Filter Pruning based on Information Capacity and Independence

Filter pruning has been widely used in the compression and acceleration of convolutional neural networks (CNNs). However, most existing methods are still challenged by heavy compute cost and biased filter selection. Moreover, most designs for filter evaluation miss interpretability due to the lack of appropriate theoretical guidance. In this paper, we propose a novel filter pruning method which evaluates filters in a interpretable, multi-persepective and data-free manner.
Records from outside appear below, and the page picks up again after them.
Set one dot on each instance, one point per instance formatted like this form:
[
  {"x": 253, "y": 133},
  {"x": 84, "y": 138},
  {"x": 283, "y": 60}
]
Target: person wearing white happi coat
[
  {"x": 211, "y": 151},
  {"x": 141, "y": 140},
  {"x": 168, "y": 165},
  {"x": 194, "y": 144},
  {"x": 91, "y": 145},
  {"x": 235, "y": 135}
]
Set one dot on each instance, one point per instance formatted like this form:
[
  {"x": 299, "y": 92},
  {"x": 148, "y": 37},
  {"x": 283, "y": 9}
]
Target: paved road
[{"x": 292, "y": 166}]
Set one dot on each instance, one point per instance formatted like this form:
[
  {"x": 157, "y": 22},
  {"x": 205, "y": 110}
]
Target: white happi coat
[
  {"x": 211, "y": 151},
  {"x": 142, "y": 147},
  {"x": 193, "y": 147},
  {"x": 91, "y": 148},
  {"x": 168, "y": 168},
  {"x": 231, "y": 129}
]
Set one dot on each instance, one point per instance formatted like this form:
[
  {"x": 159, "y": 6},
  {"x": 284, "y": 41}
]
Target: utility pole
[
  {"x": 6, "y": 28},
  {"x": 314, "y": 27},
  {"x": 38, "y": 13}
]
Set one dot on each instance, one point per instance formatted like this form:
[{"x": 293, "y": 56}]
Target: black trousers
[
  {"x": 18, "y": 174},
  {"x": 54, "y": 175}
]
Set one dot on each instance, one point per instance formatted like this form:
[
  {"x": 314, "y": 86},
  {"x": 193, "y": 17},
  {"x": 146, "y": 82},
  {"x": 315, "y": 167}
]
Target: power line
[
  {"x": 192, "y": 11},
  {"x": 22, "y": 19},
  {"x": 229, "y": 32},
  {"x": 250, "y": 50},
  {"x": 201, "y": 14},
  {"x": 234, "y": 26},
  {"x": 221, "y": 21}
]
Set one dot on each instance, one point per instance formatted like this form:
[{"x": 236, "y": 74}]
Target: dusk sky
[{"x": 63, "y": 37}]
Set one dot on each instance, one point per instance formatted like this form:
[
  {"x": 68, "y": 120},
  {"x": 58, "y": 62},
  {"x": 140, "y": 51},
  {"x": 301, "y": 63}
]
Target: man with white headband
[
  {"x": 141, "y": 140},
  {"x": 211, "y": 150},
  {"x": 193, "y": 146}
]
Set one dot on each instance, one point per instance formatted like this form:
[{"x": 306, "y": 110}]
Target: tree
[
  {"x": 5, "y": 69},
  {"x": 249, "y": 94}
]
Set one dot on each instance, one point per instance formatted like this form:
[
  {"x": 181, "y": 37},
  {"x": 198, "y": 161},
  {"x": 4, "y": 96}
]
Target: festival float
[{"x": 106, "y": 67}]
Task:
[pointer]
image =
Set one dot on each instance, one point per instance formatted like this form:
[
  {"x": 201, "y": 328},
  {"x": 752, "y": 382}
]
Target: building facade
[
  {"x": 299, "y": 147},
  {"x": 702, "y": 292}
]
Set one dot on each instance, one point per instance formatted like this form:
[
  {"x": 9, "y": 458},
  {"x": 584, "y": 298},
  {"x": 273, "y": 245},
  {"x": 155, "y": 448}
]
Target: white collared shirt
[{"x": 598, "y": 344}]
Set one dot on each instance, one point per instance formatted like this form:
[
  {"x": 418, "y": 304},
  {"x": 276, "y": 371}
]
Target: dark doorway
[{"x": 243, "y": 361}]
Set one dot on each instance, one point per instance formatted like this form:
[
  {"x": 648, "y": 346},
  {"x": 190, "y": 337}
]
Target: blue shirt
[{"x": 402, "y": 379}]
We introduce information capacity, a metric that represents the amount of information contained in a filter. Based on the interpretability and validity of information entropy, we propose to use that as a quantitative index of information quantity. Besides, we experimently show that the obvious correlation between the entropy of the feature map and the corresponding filter, so as to propose an interpretable, data-driven scheme to measure the information capacity of the filter. Further, we introduce information independence, another metric that represents the correlation among differrent filters. Consequently, the least impotant filters, which have less information capacity and less information independence, will be pruned. We evaluate our method on two benchmarks using multiple representative CNN architectures, including VGG-16 and ResNet. On CIFAR-10, we reduce 71.9% of floating-point operations (FLOPs) and 69.4% of parameters for ResNet-110 with 0.28% accuracy increase. On ILSVRC-2012, we reduce 76.6% of floating-point operations (FLOPs) and 68.6% of parameters for ResNet-50 with only 2.80% accuracy decrease, which outperforms the state-of-the-arts.

翻译：滤波器剪枝已被广泛用于卷积神经网络（CNNs）的压缩与加速。然而，现有大多数方法仍面临计算成本高和滤波器选择偏差的挑战。此外，由于缺乏恰当的理论指导，多数滤波器评估设计缺乏可解释性。本文提出了一种新颖的滤波器剪枝方法，该方法以可解释、多视角且无数据的方式评估滤波器。我们引入信息容量这一度量，它代表滤波器包含的信息量。基于信息熵的可解释性和有效性，我们提出将其作为信息量的量化指标。此外，我们通过实验证明特征图熵与其对应滤波器之间存在明显相关性，从而提出一种可解释的、数据驱动的方案来度量滤波器的信息容量。进一步，我们引入信息独立性这一度量，它代表不同滤波器之间的相关性。因此，那些信息容量和信息独立性最小的最不重要滤波器将被剪除。我们使用多种代表性CNN架构（包括VGG-16和ResNet）在两个基准数据集上评估了该方法。在CIFAR-10上，我们为ResNet-110减少了71.9%的浮点运算次数（FLOPs）和69.4%的参数，准确率反而提升0.28%。在ILSVRC-2012上，我们为ResNet-50减少了76.6%的浮点运算次数（FLOPs）和68.6%的参数，准确率仅下降2.80%，优于现有最先进方法。